In the past, scooters were harder to obtain than power wheelchairs if the tab was to be picked up by Medicare.

“A power wheelchair could be prescribed by any physician, whereas a scooter had to be prescribed by a specialist in physical medicine, pulmonology, cardiology, neurology, or orthopedics—that was Medicare’s way of controlling access to scooters,” says Mark Schmeler, PhD, OTR/L, ATP, with the Department of Rehabilitation Science and Technology at the University of Pittsburgh. “But now, Medicare allows any physician to prescribe a scooter, same as a power wheelchair.”

If only it were that simple. This year, the Centers for Medicare and Medicaid Services will implement new guidelines for documenting the medical necessity of prescriptions for scooters (and power wheelchairs). Alas, with mere months to go now, the only thing clear about the requirements is just how unclear everyone is about what to expect once the changes take effect.

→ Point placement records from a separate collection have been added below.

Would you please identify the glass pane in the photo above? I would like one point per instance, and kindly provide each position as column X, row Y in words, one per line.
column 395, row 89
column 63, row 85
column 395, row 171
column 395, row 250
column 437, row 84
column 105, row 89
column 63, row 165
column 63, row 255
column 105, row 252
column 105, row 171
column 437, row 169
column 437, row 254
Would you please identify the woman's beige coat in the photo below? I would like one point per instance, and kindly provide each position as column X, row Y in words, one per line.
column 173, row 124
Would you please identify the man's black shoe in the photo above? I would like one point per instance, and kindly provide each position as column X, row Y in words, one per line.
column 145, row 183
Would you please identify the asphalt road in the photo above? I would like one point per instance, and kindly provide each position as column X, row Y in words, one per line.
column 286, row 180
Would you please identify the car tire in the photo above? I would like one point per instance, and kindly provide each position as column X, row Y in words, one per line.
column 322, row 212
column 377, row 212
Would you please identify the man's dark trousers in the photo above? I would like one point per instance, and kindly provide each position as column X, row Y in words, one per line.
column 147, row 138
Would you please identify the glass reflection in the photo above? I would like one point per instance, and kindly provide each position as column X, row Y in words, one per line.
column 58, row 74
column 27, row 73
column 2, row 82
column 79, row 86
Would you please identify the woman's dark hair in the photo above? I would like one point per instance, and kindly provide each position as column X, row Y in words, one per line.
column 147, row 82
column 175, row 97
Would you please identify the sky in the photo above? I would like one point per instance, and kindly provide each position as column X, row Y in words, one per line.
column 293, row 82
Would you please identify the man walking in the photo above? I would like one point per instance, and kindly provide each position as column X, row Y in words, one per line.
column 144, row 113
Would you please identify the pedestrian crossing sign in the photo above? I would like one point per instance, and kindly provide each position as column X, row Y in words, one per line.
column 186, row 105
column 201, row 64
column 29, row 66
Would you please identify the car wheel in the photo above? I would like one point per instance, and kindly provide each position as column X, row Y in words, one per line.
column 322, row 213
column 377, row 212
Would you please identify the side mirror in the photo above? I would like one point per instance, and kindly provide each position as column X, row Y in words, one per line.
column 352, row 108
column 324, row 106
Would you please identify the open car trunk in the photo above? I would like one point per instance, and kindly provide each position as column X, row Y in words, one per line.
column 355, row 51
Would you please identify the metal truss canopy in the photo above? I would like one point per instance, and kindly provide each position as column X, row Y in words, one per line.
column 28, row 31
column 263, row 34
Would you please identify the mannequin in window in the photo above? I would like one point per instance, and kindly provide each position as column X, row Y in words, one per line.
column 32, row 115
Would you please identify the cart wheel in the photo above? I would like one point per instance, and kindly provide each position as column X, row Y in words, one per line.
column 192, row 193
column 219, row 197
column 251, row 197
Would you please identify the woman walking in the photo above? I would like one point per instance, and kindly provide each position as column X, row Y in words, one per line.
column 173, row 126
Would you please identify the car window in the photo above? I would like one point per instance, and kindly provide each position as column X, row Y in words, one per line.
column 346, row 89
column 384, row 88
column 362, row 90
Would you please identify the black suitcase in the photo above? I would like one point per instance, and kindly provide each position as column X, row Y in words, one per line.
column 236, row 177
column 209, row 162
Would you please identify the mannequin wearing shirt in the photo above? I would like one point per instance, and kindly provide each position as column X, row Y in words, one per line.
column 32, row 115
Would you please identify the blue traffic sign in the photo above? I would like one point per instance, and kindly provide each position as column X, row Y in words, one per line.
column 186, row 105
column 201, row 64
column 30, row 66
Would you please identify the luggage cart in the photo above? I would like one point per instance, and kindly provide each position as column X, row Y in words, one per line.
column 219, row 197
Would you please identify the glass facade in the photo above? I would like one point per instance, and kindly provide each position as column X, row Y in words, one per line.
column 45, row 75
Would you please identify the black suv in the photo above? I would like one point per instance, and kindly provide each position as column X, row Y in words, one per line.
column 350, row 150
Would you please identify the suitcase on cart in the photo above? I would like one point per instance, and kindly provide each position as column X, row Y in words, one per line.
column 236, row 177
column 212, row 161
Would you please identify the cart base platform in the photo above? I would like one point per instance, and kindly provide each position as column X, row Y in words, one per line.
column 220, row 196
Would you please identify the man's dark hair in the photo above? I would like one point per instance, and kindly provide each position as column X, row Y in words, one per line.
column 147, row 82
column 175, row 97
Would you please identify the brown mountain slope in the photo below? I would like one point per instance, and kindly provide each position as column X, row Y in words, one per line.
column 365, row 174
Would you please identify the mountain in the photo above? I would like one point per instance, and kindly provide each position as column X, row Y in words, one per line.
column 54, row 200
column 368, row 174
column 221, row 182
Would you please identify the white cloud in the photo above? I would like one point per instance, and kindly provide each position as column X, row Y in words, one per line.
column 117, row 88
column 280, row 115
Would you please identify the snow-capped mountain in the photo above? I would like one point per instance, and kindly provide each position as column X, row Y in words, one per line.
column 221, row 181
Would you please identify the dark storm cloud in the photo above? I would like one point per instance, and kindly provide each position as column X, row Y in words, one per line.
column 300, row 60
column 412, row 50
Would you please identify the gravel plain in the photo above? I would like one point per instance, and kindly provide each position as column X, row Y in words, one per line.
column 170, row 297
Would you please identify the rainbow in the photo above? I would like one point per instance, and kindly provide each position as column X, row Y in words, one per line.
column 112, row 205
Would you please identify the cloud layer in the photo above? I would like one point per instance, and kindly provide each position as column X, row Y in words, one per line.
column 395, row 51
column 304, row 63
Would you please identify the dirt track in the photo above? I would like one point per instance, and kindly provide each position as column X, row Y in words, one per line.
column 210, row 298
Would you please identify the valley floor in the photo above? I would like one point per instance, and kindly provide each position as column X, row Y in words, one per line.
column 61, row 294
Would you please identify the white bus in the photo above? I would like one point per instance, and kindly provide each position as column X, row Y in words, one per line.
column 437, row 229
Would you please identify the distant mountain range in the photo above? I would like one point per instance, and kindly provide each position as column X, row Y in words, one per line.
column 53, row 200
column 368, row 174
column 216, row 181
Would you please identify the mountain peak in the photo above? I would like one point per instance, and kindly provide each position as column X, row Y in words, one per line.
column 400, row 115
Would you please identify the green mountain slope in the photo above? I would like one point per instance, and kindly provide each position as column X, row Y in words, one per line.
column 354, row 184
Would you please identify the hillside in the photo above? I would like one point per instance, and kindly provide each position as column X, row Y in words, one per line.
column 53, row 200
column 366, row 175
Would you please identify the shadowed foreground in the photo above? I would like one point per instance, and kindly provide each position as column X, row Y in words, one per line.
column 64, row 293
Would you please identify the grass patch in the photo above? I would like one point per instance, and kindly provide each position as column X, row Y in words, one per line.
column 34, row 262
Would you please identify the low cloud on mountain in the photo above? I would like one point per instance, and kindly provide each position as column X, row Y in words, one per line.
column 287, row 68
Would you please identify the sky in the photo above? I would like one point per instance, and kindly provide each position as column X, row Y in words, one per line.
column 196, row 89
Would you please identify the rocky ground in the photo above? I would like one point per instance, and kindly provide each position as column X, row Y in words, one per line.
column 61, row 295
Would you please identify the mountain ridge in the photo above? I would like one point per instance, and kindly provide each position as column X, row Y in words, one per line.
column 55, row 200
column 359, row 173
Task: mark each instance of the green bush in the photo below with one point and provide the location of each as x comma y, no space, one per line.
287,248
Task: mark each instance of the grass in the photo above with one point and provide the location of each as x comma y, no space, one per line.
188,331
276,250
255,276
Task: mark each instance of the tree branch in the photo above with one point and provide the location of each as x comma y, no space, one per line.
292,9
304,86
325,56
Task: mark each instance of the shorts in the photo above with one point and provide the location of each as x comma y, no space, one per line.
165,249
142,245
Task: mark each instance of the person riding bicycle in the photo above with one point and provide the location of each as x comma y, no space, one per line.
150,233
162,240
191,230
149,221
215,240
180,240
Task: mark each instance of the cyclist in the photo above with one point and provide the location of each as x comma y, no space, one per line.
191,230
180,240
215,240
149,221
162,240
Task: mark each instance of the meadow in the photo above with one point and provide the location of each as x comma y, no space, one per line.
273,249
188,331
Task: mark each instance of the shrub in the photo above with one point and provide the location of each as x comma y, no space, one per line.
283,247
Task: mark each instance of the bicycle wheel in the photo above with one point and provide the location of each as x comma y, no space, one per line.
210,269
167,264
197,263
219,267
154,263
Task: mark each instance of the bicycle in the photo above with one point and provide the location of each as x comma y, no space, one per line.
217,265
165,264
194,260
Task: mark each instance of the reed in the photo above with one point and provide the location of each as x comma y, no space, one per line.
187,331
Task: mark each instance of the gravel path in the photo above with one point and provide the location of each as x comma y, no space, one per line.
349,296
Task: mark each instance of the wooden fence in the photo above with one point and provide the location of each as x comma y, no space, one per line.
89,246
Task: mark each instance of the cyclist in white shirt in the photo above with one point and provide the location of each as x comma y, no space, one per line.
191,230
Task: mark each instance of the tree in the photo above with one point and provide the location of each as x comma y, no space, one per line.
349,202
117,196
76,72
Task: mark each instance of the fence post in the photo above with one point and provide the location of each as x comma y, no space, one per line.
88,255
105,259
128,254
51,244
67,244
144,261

Larry Rice, chief operating officer of Dallas-based In Home Products, a growing provider of rehab and durable medical equipment wares (including scooters), says that—from what he has been able to glean so far—the biggest difference will be a demand for significantly more detail in the doctor progress notes from which a determination of medical necessity for the prescribed scooter and its related modifications is made.

Says Rice, “If the doctor puts down on paper that the patient would benefit from a molded seating system, Medicare is going to start wanting the doctor to provide details galore about the patient’s medical history, physical examination details, diagnostic test results, summary of findings, diagnoses, and treatment plans, in addition to the power mobility device prescription.”

The problem therein as Rice perceives it is that doctors will—as in the past—be developing this supporting documentation from evaluations conducted by physical therapists or occupational therapists who know “everything about anatomy, but a lot less about products and applications,” he says.

Thus, everything seems to hinge on improving therapist familiarity with the product choices and the seating-and-positioning possibilities.

“Well-educated therapists are going to be in the best position to help the referring doctors produce progress notes with the kind of information Medicare and other payors will find acceptable,” Rice says. “The quality of those notes will play a big role in whether and to what extent the client receives a scooter that meets his or her needs.”

—RS

Rich Smith is a contributing writer for Rehab Management.